By: Redeemed Finance Thu, 20 Aug 2015 15:07:59 +0000 The family has pretty much been heavy real-estate for the past 25 years. My parents did it in reverse with buying a 3 family home and living in it while also renting the other 2 units. Then purchased another, and another. Only recently have they begun to look at the investing/stock market side of it (529 for the grand kids and IRA for their retirements) but are still at least 75-80% real estate portfolio wise.
Looking forward I can see the importance of a property manager but here it seems that all the PM’s want 10-15% and then repairs are additional. Do you see the same types of fees involved with PM’s in your area? or your out of state areas?

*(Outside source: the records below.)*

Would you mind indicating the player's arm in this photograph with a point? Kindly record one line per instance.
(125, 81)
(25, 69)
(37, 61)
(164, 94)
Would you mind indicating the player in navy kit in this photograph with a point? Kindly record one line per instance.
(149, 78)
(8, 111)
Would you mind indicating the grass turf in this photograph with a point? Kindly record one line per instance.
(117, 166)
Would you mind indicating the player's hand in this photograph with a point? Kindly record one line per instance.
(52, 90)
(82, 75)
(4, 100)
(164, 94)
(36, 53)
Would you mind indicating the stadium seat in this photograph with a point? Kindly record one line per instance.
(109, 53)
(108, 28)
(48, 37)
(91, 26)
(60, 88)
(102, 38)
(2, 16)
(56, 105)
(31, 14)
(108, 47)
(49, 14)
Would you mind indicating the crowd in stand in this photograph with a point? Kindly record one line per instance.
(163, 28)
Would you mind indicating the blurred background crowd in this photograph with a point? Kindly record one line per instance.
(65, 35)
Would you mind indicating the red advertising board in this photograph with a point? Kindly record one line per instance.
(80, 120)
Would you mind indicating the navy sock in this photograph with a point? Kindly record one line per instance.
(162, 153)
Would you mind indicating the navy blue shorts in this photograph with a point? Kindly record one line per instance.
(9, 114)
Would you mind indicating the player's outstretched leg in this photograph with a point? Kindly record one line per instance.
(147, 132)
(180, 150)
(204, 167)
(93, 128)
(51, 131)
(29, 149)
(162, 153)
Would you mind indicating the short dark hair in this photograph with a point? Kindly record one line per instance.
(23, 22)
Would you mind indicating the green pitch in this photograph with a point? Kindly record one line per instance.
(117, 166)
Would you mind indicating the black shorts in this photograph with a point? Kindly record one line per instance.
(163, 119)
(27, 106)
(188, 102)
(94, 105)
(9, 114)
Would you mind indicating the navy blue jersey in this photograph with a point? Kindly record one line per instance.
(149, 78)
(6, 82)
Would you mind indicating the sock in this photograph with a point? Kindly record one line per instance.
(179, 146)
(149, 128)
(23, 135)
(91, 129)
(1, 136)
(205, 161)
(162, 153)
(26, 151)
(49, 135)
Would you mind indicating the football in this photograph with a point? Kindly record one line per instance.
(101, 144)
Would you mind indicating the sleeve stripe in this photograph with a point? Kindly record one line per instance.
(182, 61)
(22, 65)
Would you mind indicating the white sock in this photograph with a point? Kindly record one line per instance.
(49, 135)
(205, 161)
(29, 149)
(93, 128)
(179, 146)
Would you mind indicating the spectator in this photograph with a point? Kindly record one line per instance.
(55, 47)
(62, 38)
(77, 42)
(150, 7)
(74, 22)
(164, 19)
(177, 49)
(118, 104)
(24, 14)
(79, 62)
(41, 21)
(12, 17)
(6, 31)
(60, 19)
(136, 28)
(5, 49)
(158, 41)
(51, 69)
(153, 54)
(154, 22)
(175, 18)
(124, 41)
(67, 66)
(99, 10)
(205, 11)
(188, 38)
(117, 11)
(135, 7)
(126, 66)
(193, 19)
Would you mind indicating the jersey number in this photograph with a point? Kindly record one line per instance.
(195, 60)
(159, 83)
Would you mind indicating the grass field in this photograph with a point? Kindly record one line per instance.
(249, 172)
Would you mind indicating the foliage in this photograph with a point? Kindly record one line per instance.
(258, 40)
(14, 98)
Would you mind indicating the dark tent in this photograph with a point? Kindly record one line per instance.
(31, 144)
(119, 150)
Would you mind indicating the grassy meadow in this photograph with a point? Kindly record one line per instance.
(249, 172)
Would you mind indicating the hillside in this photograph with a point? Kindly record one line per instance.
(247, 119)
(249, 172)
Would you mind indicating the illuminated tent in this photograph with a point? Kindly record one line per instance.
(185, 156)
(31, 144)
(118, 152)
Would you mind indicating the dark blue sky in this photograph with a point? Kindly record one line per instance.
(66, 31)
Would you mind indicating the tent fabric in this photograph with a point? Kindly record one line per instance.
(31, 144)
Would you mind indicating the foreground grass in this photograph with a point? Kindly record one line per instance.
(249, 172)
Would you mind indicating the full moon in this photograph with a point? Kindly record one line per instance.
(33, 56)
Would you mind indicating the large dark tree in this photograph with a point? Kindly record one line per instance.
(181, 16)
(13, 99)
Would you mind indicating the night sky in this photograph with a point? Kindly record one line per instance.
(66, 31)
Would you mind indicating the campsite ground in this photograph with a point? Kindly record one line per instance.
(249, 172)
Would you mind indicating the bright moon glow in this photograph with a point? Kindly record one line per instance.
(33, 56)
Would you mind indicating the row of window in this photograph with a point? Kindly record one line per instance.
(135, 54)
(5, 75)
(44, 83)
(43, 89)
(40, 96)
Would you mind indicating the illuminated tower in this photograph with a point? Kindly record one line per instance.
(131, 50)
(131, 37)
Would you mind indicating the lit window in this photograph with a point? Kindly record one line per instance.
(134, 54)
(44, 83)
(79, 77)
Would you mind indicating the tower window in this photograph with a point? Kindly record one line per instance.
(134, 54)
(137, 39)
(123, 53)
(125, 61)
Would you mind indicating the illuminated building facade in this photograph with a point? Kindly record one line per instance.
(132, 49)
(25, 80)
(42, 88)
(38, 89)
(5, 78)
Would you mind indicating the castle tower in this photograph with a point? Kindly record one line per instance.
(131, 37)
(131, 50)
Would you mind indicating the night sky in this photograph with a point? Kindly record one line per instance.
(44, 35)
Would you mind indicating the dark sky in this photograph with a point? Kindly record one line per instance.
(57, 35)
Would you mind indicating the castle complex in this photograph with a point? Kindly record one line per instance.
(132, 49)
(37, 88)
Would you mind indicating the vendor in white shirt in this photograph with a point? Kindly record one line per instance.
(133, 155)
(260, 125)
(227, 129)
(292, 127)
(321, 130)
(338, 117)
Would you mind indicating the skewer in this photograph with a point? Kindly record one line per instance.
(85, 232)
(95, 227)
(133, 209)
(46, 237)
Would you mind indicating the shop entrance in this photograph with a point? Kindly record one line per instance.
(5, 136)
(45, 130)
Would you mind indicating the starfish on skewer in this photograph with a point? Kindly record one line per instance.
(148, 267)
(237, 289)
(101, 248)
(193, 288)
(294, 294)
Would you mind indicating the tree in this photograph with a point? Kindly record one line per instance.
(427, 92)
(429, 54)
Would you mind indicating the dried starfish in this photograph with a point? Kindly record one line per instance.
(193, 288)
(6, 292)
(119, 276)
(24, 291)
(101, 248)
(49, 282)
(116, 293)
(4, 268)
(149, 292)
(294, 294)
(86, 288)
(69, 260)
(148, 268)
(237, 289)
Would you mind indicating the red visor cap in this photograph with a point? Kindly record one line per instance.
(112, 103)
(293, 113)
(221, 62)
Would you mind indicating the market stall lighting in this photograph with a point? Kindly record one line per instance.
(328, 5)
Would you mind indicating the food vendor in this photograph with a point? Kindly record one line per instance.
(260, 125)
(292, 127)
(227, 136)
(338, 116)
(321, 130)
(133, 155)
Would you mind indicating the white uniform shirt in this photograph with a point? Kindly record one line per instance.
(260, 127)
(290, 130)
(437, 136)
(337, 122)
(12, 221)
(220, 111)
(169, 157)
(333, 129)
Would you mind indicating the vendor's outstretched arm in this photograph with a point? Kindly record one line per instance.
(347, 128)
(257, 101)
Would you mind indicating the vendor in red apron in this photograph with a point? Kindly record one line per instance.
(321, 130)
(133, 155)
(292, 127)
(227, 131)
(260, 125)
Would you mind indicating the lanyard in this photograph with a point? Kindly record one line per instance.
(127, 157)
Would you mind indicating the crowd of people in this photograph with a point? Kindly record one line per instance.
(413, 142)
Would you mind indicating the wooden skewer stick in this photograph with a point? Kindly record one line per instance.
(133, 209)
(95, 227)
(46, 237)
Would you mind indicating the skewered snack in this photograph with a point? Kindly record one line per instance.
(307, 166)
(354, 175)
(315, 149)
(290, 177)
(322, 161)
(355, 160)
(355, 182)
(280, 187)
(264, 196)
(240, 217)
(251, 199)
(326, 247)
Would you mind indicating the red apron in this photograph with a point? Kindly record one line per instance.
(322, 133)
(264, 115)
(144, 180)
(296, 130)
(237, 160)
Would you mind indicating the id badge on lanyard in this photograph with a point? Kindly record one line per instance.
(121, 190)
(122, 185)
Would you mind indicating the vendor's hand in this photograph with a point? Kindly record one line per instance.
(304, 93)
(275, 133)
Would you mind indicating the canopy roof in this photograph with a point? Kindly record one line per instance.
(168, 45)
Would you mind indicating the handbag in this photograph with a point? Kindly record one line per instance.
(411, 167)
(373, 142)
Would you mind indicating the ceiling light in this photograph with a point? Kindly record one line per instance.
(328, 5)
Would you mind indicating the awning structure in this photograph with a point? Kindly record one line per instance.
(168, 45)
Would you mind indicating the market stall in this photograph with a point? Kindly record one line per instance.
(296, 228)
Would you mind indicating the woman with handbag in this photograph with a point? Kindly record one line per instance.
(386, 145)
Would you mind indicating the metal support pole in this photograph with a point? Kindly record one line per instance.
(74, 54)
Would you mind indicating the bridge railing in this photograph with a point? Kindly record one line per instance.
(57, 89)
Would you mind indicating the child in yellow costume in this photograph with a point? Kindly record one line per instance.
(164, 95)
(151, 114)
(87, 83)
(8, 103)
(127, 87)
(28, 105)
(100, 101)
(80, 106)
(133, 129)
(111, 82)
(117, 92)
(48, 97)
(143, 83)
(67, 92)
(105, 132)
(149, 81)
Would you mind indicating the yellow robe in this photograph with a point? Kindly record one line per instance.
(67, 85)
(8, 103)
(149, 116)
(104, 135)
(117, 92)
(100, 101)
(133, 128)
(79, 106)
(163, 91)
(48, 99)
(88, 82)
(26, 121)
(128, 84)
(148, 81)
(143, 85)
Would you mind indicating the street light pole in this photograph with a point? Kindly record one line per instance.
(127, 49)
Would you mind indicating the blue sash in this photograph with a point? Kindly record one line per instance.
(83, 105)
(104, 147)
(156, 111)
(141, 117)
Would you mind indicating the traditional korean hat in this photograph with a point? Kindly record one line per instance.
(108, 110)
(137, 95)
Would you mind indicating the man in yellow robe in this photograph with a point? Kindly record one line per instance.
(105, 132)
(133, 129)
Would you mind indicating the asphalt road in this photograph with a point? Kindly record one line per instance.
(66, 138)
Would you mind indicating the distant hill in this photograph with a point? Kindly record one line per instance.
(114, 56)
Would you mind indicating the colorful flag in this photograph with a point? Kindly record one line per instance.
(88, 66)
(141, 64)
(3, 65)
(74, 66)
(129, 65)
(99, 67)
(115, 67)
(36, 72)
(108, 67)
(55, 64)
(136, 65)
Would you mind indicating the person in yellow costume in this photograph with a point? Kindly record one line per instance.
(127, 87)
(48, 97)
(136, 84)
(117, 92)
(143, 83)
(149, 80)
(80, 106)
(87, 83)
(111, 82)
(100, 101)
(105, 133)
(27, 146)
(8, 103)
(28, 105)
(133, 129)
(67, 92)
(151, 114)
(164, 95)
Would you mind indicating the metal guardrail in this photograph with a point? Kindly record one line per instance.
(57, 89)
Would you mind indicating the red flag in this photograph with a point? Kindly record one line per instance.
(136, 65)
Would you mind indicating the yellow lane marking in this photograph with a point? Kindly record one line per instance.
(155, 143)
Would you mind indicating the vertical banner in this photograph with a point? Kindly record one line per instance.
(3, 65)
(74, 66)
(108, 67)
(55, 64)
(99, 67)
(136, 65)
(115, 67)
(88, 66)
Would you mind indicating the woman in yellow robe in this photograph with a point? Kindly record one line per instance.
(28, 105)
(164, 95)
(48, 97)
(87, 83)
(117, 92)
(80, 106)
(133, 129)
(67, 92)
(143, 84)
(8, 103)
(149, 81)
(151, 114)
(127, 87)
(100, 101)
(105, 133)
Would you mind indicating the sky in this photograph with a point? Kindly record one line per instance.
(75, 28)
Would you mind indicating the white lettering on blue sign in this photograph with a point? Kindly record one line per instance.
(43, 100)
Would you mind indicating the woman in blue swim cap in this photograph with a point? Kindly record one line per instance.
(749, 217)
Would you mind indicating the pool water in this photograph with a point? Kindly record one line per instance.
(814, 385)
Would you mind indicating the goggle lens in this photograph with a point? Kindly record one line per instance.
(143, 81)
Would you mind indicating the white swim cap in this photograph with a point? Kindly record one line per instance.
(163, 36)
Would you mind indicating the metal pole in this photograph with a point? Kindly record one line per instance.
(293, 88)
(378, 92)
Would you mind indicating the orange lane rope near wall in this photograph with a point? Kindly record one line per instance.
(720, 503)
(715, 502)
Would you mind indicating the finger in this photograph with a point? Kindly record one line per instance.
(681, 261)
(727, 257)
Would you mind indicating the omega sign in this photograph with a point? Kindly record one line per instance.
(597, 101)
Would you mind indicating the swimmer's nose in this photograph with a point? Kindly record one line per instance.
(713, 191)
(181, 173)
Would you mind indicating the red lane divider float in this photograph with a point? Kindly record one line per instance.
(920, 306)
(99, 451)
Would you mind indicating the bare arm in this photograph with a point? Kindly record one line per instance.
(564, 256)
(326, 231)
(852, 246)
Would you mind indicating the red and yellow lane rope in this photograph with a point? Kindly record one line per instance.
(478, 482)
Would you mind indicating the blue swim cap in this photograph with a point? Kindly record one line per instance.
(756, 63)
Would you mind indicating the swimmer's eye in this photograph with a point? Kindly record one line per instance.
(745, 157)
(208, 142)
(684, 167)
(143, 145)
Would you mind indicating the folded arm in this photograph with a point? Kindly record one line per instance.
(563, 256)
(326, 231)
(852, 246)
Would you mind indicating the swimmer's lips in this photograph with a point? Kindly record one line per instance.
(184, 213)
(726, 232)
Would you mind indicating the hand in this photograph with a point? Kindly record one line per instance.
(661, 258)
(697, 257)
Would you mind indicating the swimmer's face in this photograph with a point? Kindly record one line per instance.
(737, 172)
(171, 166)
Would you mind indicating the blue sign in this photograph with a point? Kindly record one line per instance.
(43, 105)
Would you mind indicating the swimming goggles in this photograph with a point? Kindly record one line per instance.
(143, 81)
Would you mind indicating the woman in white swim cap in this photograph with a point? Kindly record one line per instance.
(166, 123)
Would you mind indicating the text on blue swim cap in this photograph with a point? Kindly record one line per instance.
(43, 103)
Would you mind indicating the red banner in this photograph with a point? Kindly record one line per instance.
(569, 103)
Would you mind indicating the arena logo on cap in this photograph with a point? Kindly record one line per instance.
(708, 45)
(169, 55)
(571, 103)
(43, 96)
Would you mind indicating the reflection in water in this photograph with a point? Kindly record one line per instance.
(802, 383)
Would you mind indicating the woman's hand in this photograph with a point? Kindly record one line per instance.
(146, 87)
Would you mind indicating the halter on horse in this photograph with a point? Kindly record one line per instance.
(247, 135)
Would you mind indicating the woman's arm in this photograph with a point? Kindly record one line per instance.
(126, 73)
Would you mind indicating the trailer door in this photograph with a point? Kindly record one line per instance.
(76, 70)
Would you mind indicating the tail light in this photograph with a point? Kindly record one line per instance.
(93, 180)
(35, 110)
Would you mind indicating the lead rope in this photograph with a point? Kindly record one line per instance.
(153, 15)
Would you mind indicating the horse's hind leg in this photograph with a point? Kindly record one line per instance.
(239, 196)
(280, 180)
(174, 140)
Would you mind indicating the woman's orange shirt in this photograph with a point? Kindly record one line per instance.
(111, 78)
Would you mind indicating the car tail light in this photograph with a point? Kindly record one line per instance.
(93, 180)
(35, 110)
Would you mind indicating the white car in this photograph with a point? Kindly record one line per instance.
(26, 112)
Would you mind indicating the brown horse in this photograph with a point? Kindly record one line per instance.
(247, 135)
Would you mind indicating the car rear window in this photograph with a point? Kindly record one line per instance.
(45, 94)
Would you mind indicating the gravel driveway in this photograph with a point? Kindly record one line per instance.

By: Bryan Tue, 11 Aug 2015 16:57:30 +0000 DP,

Thanks for the feedback on the real estate series. I will probably have the first post out in late September or early October. I will post an article every Thursday evening for multiple weeks.

I started in the business by doing nearly every aspect of managing the property myself. This included finding tenants, cleaning, repairing, painting, accounting, marketing, etc. For the heavy duty plumping and electrical work past my abilities, I would hire someone. It did this for about 15 years.

My career took off and required me to relocated around the country on multiple occasions. When that began I continued to manage the tenants, used vendors for repairs, and vendors to help me show properties. We continued to acquire more properties and it became too much for me to manage without a property manager. We also lived out of state from the properties.

We are using a team of people now the takes care of most aspects of the business. It requires about 8 to 10 hours a month of my time today.

I hope that was helpful.

By: DP Tue, 11 Aug 2015 02:09:25 +0000 Bryan,

I feel confident in my investing abilities in the stock market, but still lack in the real estate department. Therefore, I am looking forward to your series on real estate purchases. Do you tend to act as landlord in your rental properties or do you rent it out? That seems like the biggest drawback to me in purchasing rental property.